The Met Office has issued eight weather warnings covering most of the UK this weekend.
A yellow warning for rain covers all of the West Midlands and Staffordshire from midday on Saturday until 9pm on Sunday while a yellow wind warning is in place until midday on Sunday.
Flood barriers are up in Bewdley, where a flood alert is in place for the River Severn.
Alerts, which are the least severe of the warnings issued and mean flooding is possible, are also in place for Stourport and brooks in the Wyre Forest.
The Environment Agency said flooding was likely to be worse than under last weekend’s Storm Ciara due to rain falling on already saturated ground.

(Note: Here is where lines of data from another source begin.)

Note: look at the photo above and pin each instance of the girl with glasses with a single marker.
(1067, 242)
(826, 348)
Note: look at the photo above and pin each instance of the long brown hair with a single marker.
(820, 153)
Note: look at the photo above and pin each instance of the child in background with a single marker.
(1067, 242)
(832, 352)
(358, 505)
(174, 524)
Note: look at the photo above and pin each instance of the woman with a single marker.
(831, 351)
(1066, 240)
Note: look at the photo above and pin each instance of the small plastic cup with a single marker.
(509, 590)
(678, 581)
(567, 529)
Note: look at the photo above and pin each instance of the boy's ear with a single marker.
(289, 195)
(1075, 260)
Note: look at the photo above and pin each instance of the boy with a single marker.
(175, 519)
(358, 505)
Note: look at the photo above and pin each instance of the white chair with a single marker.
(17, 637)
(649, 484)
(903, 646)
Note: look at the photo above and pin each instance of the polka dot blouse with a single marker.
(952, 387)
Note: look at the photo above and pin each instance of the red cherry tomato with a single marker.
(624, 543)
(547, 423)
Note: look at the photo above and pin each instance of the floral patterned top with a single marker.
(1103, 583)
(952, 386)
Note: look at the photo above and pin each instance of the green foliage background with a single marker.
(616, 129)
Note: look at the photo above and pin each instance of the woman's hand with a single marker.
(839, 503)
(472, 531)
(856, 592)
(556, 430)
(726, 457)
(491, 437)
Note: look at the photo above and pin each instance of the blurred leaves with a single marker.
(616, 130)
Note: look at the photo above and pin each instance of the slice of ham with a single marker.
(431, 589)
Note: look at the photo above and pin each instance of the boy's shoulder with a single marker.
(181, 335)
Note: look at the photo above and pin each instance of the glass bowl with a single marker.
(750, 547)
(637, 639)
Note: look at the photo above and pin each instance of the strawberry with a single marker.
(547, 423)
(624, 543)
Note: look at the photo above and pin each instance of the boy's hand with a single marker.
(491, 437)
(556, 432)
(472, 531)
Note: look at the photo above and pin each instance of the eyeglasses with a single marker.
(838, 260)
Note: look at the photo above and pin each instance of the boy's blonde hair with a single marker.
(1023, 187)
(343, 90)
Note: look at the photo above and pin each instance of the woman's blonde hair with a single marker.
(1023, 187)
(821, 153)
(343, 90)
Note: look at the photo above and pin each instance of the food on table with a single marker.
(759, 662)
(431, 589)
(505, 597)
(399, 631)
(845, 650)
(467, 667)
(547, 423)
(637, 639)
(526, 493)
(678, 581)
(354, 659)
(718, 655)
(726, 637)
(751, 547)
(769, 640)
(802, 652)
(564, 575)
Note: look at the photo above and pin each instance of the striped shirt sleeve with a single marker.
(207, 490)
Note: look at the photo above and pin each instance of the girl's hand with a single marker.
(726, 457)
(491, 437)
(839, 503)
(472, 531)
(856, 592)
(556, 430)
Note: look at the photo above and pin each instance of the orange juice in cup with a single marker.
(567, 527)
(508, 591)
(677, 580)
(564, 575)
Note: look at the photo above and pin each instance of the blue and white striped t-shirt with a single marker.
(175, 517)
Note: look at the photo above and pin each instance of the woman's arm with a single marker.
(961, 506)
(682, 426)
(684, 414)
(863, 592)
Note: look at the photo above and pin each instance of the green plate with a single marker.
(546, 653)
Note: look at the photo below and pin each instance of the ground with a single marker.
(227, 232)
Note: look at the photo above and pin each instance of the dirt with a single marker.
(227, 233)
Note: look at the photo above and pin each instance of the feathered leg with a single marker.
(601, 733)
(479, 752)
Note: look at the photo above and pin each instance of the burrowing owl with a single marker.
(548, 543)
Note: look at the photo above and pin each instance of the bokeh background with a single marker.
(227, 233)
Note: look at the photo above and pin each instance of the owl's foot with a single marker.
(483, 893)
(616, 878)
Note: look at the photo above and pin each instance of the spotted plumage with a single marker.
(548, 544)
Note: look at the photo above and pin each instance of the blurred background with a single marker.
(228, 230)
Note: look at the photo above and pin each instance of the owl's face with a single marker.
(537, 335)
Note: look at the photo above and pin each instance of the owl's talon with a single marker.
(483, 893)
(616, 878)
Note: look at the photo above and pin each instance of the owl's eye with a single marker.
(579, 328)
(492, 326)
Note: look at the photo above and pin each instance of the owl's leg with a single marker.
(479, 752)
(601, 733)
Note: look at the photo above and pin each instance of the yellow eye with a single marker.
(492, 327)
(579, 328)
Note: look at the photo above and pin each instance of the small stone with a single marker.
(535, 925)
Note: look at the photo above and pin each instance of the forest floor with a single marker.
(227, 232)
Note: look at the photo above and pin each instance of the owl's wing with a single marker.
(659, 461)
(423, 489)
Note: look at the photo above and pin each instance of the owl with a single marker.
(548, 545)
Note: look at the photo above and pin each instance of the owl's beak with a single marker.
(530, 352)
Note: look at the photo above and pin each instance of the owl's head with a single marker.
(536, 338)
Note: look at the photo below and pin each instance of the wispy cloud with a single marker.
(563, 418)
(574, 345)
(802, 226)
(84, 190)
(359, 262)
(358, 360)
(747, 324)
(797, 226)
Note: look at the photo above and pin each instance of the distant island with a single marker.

Power cuts were also expected and there is a good chance that train and buses will see cancellations or delays and roads closed.
However the Met Office said the “main areas of concern” on Saturday are north and south-west England and Wales, with the South East bearing the brunt more on Sunday.
Troops are being deployed to help with preparations in the Calder Valley in West Yorkshire.
Network Rail has advised passengers to expect disruption on many routes due to flooding and to allow more time for their journeys.
Meanwhile, people living near the railway are being urged to secure any loose items in their gardens, after several trampolines were blown on to tracks and overhead electric wires last weekend, blocking lines.
The storm is also likely to cause treacherous driving conditions, with drivers urged not to attempt entering deep floodwater.